1. Show them the money
When in meetings with your clients, put them at ease about their retirement savings.

Many senior clients have a “high-water mark” that they want to see maintained at any cost, Kruzel says. However, with today’s low interest rates, that may simply not be possible. Instead, show your clients that even if their capital decreases slightly, they will not outlive their money.

2. Get to know them
To build strong relationships with your senior clients you need to think of them as more than account numbers.

You and your team may have a relationship with an elderly client that lasts decades, Kruzel says.

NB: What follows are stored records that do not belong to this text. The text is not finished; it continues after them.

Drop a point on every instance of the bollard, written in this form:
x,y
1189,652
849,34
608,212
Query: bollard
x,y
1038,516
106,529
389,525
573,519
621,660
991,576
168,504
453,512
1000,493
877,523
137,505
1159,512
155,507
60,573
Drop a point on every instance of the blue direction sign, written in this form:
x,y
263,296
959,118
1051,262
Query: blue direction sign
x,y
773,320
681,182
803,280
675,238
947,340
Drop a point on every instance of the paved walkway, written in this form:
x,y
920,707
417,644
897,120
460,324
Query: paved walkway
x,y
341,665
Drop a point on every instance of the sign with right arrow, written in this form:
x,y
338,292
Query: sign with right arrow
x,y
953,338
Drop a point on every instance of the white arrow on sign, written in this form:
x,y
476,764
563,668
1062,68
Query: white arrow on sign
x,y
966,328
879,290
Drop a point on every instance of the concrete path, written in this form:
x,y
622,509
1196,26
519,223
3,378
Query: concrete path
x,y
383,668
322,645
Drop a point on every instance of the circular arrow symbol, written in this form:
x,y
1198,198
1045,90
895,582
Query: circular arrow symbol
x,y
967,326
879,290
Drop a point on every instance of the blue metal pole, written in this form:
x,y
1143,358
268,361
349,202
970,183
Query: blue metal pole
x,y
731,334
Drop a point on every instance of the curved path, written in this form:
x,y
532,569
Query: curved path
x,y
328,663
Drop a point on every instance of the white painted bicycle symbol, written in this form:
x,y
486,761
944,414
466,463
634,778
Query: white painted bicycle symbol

Those clients want to know you and your team and you should want to know them, their spouses, their grandchildren and everything about them.

“Quite often our meetings with these types of clients,” says Kruzel, ” are 85% about their life.”

3. Keep the conversation open
When working with elderly clients, Kruzel says, you need to be comfortable talking about more than financial decisions.

Many senior clients ask their financial advisors for an opinion on whether they should sell their house, whether it’s best to buy or lease a new car or if they should go on a trip.

“Those decisions provide a lot of anxiety for seniors,” he says. “So, we’re often a sounding board for those types of things.”

4. Watch out for scams
Keep an eye on the accounts of elderly clients for any suspicious activity, Kruzel says. Seniors are particularly vulnerable to scams.

Kruzel gives the example of a client who was the target of a lottery scam. Kruzel and his team became suspicious when they noticed some irregular account-liquidation requests. They alerted family members and put an end to the fraudulent activity.

5. Focus on estate planning
For elderly clients, Kruzel says, estate planning is particularly important.

“People spend 85 years accumulating and building something,” he says, “and quite often they may spend only a few hours on what happens to that accumulated wealth.”

If you don’t have a strong understanding of estate planning, he says, it’s important that you partner with professionals who do.

6. Make it a family affair
Get to know your clients’ families to make the estate-planning process easier.

If you don’t involve family members in the estate planning process, Kruzel says, the children can take the estate to their own advisors and dismantle the plan you and your client created. That’s why it’s important for the entire family to be in agreement about what should happen with the estate when the client dies.